ASTR 1040                                                                      Spring, 2005

HOMEWORK NO. 1

Due date:  Thursday, January 27

1. How much less would you weigh on the summit of Mt. Everest (altitude 8.84 km).  Give your answer as a fraction of your sea-level weight; no need to tell me what you actually weigh!

2. A binary star system is observed.  The orbital period is P = 17.28 years, and the semimajor axis, in angular units, is 0.44".  The distance to the system is 22 pc (recall that 1 pc = 206,265 AU).  The distance from star 1 to the center of mass of the system is 0.273 of the total distance between the two stars.  What are the masses of the individual stars?  Solar units are fine.  (Hint:  You'll have to use the small-angle approximation to convert the semimajor axis into linear units.  Also, note that the ratio of distances from the center of mass gives you the ratio of the masses of the two stars.)

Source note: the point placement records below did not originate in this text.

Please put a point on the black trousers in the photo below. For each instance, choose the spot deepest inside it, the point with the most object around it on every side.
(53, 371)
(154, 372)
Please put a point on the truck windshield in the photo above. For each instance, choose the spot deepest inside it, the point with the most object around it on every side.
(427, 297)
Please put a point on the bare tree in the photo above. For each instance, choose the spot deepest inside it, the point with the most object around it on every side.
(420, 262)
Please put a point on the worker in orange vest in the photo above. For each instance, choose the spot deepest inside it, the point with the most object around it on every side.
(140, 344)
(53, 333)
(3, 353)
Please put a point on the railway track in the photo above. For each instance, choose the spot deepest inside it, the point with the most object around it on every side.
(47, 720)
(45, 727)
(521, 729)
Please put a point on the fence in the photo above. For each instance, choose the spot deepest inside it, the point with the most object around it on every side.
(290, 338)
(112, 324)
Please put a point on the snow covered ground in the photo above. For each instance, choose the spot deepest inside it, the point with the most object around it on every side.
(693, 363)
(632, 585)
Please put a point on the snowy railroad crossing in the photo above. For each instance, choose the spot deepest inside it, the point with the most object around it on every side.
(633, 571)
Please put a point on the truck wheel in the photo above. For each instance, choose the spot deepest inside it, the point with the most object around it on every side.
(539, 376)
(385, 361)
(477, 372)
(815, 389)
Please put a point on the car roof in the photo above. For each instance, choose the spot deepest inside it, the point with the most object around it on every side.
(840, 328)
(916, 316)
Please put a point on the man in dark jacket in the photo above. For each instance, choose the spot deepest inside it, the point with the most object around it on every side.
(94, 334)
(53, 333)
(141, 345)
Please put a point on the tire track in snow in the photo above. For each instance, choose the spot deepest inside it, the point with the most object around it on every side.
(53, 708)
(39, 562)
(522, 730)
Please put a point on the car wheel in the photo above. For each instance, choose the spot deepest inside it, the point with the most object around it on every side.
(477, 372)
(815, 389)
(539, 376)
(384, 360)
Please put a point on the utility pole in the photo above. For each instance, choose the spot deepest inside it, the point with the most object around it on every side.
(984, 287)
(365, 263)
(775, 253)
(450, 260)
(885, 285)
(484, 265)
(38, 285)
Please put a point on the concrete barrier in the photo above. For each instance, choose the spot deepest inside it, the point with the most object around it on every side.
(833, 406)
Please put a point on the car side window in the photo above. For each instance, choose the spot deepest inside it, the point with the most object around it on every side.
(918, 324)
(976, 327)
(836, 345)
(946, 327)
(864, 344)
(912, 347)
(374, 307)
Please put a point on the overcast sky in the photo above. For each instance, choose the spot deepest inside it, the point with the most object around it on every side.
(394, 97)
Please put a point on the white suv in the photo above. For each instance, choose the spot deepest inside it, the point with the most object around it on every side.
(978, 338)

3. Suppose a star has a luminosity of 780 times the solar luminosity, and its spectrum shows a wavelength of maximum emission of 1074Å.  What is the radius of the star, in both basic units (meters) and in solar units?

4. The energy needed to ionize a hydrogen atom (from its ground state) is 2.18 X10^-18 J.  What wavelength of photon does this energy correspond to?  What kind of telescope is needed to observe at that wavelength?  How fast would an electron have to be moving to have this much kinetic energy, so that it could cause collisional ionization?

5. The Rydberg formula for the spectral lines of hydrogen is

1/lambda = R(1/n^2 - 1/m^2), n = 1, 2, 3, ...; m = n+1, n+2, ...∞.

The value of R is R = 1.097 X 10^5 cm-1.  Calculate the wavelengths of the first three lines and the ionization limit (m = ∞) for the Paschen (n = 3) and the Brackett (n = 4) series. Express all wavelengths in Å.